A to Z of Google Cloud Platform a personal selection — Y — for YARN
I was absolutely defeated by this letter. I’ve been asking for a couple of weeks for suggestions and the same subjects kept being thrown my way . So I just wanted to thank @complex and @sveesible for both suggesting YARN and keeping me on track to meet my said goal of finishing this series in June and keeping mostly everything consecutive letter wise .
YARN — This stands for yet another resource negotiator . It was introduced as part of the Hadoop v2 architecture.
YARN actually decouples MapReduce’s resource management and scheduling capabilities from the data processing component. Why is this a thing? well before YARN the Hadoop JobTracker limited scalability and was also a single point of failure .
So from a tightly coupled configuration found in Hadoop v1 the introduction of YARN changed the model as illustrated in the diagram below (As I’m talking about GCP in these series of posts GCS is accurate in the storage part of Hadoop v2 in the diagram):
With the introduction of YARN this allowed Hadoop to support more varied processing approaches and a broader array of applications such that you can now run interactive querying and streaming data applications simultaneously with MapReduce batch jobs. Some of these other tools are illustrated in the diagram above.
The diagram below from the apache YARN pages illustrates the architecture
I’m an old skool Hadoop/ MapReduce user so YARN isn’t something that was around when I was initially getting my hands dirty with Hadoop but I wish it had been !
I won’t spend time talking about the history of Hadoop v1 and Hadoop v2 there are some excellent posts out on the interwebs that goes into that. This is a series about GCP so I’ll focus on where YARN fits into the GCP ecosystem now.
GCP has a fully managed service that lets you run the Apache Spark and Apache Hadoop ecosystem called Cloud Dataproc . It provisions big or small clusters rapidly, supports many popular job types. YARN is integrated with this service . Starting a Dataproc cluster from the Cloud console this integration is obvious.
You can start or stop a Dataproc cluster in a number of ways including using the YARN web interface . The interface can be found on your Dataproc cluster master node on port 8088.

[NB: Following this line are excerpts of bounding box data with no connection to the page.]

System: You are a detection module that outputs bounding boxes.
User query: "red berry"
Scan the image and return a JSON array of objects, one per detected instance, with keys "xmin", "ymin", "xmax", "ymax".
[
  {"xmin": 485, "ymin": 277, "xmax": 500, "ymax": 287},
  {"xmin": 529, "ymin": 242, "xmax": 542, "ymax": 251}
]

To access this interface it is highly recommend to use a SSH tunnel to create a secure connection to the master node. The SSH tunnel supports traffic proxying using the SOCKS protocol. This means that you can send network requests through the SSH tunnel in any browser that supports the SOCKS protocol allowing you to transfer all of your browser data over SSH, eliminating the need to open firewall ports to access the web interfaces. See the docs for how to do this.
Through this interface you can also monitor your cluster in addition to using the Cloud console or command line. This integration means you can continue to use the tools you are already used to
You can adjust the YARN parameters in the yarn-site.xml
As well as system logs application logs like the YARN logs are also forwarded to Cloud Logging ( see my entry for L in this series for a bit about Logging)